After publishing those timings, Mickael Gastineau of the Trip project let me know that there is an undocumented feature for modular arithmetic, using the Mod(., p) command. He also told me that they had not linked in a fast parallel memory allocator. He released a patch update version of the publicly available Trip with this fix.

You can see the new timings, including for mod p arithmetic below.



Cores Trip n=16 ODK n=16 Trip n=20 ODK n=20
1 24.0s 10.5s 140s 120s
2 11.9s 5.55s 69.9s 60.0s
3 8.06s 3.80s 46.7s 41.0s
4 6.13s 2.95s 35.2s 31.4s
6 4.19s 2.09s 25.0s 21.1s
8 3.19s 1.60s 18.7s 16.1s
10 2.60s 1.30s 15.1s 13.0s
12 2.19s 1.09s 12.6s 10.9s
14 1.99s 0.96s 10.8s 9.4s
16 1.96s 0.86s 9.7s 8.3s
20 1.42s 0.72s 7.98s 6.7s
24 1.30s 0.64s 6.72s 5.6s
28 1.17s 0.55s 6.01s 4.9s
32 1.10s 0.50s 5.36s 4.9s
Sparse Multiplication over Z

Cores Trip n=16 ODK n=16 Trip n=20 ODK n=20
1 27.9s 9.15s 175s 53.9s
2 14.0s 4.73s 97.5s 28.1s
3 9.38s 3.29s 59.1s 18.7s
4 7.18s 2.49s 48.5s 14.3s
6 5.14s 1.68s 31.8s 9.48s
8 3.80s 1.29s 23.3s 7.26s
10 3.02s 1.04s 19.0s 5.96s
12 2.60s 0.86s 15.6s 4.99s
14 2.25s 0.74s 13.5s 4.22
16 1.97s 0.66s 11.7s 3.76s
20 1.70s 0.56s 9.72s 3.13s
24 1.44s 0.49s 8.50s 2.65s
28 1.29s 0.43s 7.35s 2.27s
32 1.21s 0.38s 6.79s 2.04s
Sparse Multiplication over Z/pZ

Cores Trip Z ODK Z
1 25.6s 5.08s
2 12.8s 2.56s
3 8.55s 1.71s
4 6.44s 1.29s
6 4.38s 0.86s
8 3.36s 0.67s
10 2.81s 0.52s
12 2.34s 0.46s
14 1.98s 0.40s
16 1.79s 0.34s
Dense Multiplication over Z

Cores Trip Z/pZ ODK Z/pZ
1 30.5s 3.64s
2 15.3s 1.83s
3 10.2s 1.22s
4 7.65s 0.92s
6 5.21s 0.62s
8 3.97s 0.46s
10 3.17s 0.37s
12 2.86s 0.31s
14 2.51s 0.28s
16 2.08s 0.24s
Dense Multiplication over Z/pZ

Conclusion


As you can see, there are some really impressive speedups for Trip from 16 to 32 cores. Below that the times seem to have gone up a little, but overall the scaling with the number of cores is much better.

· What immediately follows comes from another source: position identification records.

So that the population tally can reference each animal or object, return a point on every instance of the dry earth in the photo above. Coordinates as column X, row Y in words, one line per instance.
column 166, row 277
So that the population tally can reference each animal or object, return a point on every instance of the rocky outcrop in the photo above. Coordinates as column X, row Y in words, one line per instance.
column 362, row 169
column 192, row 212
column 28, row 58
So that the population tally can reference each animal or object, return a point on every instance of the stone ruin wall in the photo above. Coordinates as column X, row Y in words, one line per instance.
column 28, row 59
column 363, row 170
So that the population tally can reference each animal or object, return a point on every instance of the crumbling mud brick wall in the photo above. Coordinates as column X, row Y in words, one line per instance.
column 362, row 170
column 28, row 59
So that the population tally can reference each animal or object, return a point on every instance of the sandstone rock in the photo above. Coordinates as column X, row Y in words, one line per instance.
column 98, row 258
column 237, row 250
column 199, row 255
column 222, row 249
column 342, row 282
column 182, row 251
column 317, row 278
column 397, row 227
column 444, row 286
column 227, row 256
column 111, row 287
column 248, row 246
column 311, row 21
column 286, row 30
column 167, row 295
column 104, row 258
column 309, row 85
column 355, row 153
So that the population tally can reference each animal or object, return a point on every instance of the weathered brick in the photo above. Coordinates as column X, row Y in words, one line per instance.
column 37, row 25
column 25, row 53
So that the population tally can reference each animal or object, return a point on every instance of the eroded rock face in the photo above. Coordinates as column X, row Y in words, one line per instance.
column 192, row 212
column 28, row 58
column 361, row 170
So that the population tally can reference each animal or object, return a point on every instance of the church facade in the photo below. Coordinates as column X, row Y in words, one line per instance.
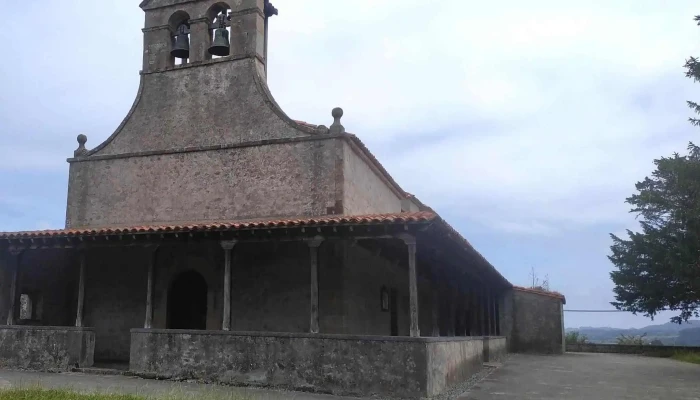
column 213, row 237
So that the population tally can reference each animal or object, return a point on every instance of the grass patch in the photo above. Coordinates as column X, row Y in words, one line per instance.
column 687, row 356
column 54, row 394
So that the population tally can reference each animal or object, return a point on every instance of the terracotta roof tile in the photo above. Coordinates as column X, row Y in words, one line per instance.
column 231, row 225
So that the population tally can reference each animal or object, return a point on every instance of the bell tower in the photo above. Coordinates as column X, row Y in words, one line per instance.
column 182, row 32
column 205, row 140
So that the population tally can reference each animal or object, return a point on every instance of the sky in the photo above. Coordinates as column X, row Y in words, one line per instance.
column 524, row 124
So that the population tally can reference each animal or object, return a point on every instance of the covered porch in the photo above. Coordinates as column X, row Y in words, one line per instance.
column 353, row 301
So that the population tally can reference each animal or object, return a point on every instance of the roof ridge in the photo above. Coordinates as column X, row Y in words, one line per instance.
column 419, row 216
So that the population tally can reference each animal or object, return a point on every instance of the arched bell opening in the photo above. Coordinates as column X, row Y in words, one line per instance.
column 220, row 30
column 187, row 302
column 179, row 24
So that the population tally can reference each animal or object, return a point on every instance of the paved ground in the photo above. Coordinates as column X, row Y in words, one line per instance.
column 575, row 376
column 579, row 376
column 126, row 384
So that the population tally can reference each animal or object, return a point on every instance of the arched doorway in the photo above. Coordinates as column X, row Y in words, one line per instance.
column 187, row 302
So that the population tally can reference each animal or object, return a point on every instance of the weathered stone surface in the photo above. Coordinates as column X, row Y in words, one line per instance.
column 322, row 363
column 451, row 361
column 46, row 348
column 337, row 364
column 657, row 351
column 537, row 323
column 495, row 348
column 240, row 183
column 363, row 188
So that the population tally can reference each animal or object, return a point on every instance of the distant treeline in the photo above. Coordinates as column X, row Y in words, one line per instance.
column 669, row 334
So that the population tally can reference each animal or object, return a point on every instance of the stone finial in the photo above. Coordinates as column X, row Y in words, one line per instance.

The Trip Z/pZ times are often slower than the Z times, which is the opposite for us.

By the way, as the ODK project is coming to a close and my other work related things now have a blog elsewhere, this blog will probably now revert to just being a private blog again. I will no doubt not be able to resist doing a post here when Oscar is finally ready for its first prerelease/release, and there may be some new timings for giac, but otherwise it'll be mostly personal projects now.

I may post some articles on speeding up graphics on the CGA, EGA and VGA adapters. So stick around if that interests you.

Wednesday 7 August 2019

Fast Parallel Multivariate Arithmetic - Final Report!



We are hiring: see below!

As many readers of my blog know, we received funding here at TU Kaiserslautern in Germany from the European Union H2020 initiative to develop fast parallel multivariate polynomial arithmetic as part of the OpenDreamKit collaboration.

OpenDreamKit is a set of tools developed here in Europe for constructing Virtual Research Environments for scientific/mathematical research and other collaborations, and our site has been part of the High Performance team.

As the OpenDreamKit (ODK) project is drawing to a close, it is time to update everyone on how our project for parallel multivariate arithmetic has gone.

Here in Kaiserslautern, Daniel Schultz has been writing the code for this. There's now well over 100,000 lines of new, really high quality C code and test code, plus associated documentation.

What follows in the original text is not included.